I think me being a 6"3 guy has a lot to do with it however.
Weaknesses: Some creaking in the bottom bracket (I think?), Avid elixirs had to be rebuild under warrantee within 5months and the 32mm forks flex a little. I'm being picky however as I'm stoked about the bikes performance.
Strengths: Awesome brakes and suspension. 29" wheel makes climbing and diving through corners a dream.
Weaknesses: Handlebar creaks a lot. Stock grips suck. Low bottom bracket is a pain to get used to.
Went from a Santa Cruz Heckler to this....what an amazing bike. The 29er Stumpy has increased my climbing and technical ability. It corners awesome. Nice brakes and shocks. I'll probably swap out the bar and grips soon. Feels squatty sitting down and pedaling, but when you hit the trail it eats whatever's in front of it. Couldn't be happier with it.
Strengths: -Great component package for the price
-Faster than I can handle when pointed dowhnill
-Handles like a boss and soaks up everything I throw at it on the root covered VA trails
Weaknesses: -Stock bars are WIDE for xc riding and they flex alot during climbing. (This is the only negative thing I can say about the bike so I take off no points for it.)
-Bent a spoke on the first ride...meh I'm a big guy
I've been riding the bike hard for a few weeks now and have had zero issues and needed zero adjustments to become comfortable in the cockpit. I've ridden a hardtail 29er for 2 years and riding the stumpy feels like cheating. It made me much faster, more confident, and I enjoy riding that much more now. The thing I like the most is that the bike is capable of much more than I am at this time and I have room to grow with it.
Similar Products Used: Spec Epic 29, SC TBLT, SC TB
Bike Setup: Wider bars, chunky rubber.
Date Reviewed: May 4, 2012
Strengths: This bike does everything great, I was reluctant to get this machine because of the 29 inch wheels, fortunately my local shop had a demo, and they let me take it out on 4 separate rides. And on the 2nd ride I got the suspension dialed in and the bike descended like a tall DH bike, a flip to the ProPedal position and climbing technical terrain (see Dakota ridge Denver and Halls Ranch Lyons) was incredible, experienced no touching down of the cranks at all perfect. I seen some people complaining of not being able to wheelie drop or even ride wheelies, BS if you cant ride a wheelie on this bike you should hang up riding all together.

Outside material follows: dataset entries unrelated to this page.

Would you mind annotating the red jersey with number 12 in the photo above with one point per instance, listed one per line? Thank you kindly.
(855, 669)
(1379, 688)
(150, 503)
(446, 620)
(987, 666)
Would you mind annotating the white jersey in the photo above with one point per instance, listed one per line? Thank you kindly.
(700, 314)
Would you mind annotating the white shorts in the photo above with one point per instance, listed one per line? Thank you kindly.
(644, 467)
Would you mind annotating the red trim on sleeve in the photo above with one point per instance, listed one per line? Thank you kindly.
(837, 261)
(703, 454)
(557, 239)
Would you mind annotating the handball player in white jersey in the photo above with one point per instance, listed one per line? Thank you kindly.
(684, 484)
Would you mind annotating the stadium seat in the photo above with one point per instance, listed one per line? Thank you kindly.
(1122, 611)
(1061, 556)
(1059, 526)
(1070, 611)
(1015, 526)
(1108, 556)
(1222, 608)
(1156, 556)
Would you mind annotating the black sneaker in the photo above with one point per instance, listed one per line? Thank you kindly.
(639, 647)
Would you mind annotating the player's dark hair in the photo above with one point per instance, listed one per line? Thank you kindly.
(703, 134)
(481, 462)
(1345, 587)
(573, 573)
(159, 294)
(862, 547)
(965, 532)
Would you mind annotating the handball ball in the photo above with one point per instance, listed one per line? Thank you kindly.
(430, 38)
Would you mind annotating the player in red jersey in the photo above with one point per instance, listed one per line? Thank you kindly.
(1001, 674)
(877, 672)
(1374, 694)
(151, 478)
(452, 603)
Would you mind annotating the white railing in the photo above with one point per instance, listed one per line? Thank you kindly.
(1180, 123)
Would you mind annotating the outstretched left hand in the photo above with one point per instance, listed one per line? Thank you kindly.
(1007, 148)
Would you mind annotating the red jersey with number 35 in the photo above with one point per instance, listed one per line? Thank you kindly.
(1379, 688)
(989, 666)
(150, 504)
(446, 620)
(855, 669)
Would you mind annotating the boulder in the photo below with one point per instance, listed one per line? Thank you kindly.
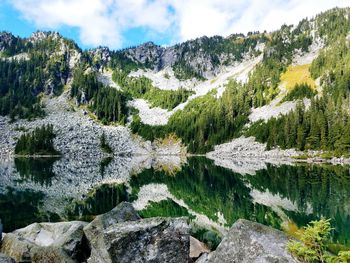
(46, 242)
(145, 240)
(122, 236)
(252, 242)
(6, 259)
(197, 248)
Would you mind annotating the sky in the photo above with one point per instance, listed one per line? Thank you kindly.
(124, 23)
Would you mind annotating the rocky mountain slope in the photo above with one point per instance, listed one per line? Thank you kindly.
(205, 91)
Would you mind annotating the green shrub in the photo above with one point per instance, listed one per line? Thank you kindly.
(300, 91)
(312, 248)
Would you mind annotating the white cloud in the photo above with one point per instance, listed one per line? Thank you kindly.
(103, 22)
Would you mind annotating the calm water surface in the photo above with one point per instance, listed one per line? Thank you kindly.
(285, 197)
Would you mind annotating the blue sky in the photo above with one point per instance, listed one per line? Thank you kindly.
(124, 23)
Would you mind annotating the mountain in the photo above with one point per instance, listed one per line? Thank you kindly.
(288, 89)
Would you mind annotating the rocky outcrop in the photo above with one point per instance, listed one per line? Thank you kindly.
(6, 259)
(120, 236)
(197, 248)
(46, 242)
(248, 242)
(6, 40)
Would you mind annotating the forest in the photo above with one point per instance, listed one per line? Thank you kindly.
(107, 103)
(37, 142)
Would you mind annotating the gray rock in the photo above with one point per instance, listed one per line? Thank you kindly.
(6, 259)
(121, 213)
(204, 258)
(145, 240)
(46, 242)
(252, 242)
(197, 248)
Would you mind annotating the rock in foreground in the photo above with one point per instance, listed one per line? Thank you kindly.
(120, 236)
(6, 259)
(46, 242)
(248, 242)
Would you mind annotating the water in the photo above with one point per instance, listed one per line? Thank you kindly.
(285, 197)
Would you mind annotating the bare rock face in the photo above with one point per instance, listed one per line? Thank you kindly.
(6, 259)
(6, 40)
(248, 242)
(121, 236)
(46, 242)
(197, 248)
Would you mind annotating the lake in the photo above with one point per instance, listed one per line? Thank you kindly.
(213, 197)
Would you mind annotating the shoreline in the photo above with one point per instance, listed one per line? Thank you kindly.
(210, 155)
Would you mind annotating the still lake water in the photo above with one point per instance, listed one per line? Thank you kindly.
(285, 196)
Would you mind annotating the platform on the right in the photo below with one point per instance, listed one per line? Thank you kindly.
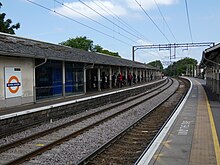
(192, 135)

Strengths: It's a decent all-mountain bike. It comes with a very good fork.
Weaknesses: BB Height is STUPID low. If you never intend to try to pedal uphill on a slanted surface, perhaps it's not a problem. But I found that the pedal crashes while climbing in rock gardens where even proper timing couldn't save an awkward situation was DANGEROUS. Wheels are inadequate and inappropriate for an AM bike. They are very flexy--much more of an XC wheelset. The Fox Triad is A) a crappy shock, and B) on this bike a proprietary part that cannot be upgraded, unless you want to upgrade to the brain setup that comes with the Expert. The 5+ inches of rear travel is impractical to actually use. Sag is too low and the suspension too soft if set up with the right amount of air to get full travel. I found that when it carried enough air pressure to ride properly, only about 4" of travel ever came out of it.
This is a full-on FR/AM bike in semi-XC clothing. If you are primarily a shuttle DHer who sometimes does a little climbing on a tame doubletrack, it will work very well for you. However, if you intend to do technical climbs you will find that it is far too mushy and far too low to be a good performer. The proprietary shock mounting is really a bummer once you realize how crappy a shock the Fox Triad really is. The wheels are a joke for this type of bike. It has 130mm rear travel, but you will only get that travel regularly if you set it up so soft in the back that it climbs poorly and bottoms out on huge hits.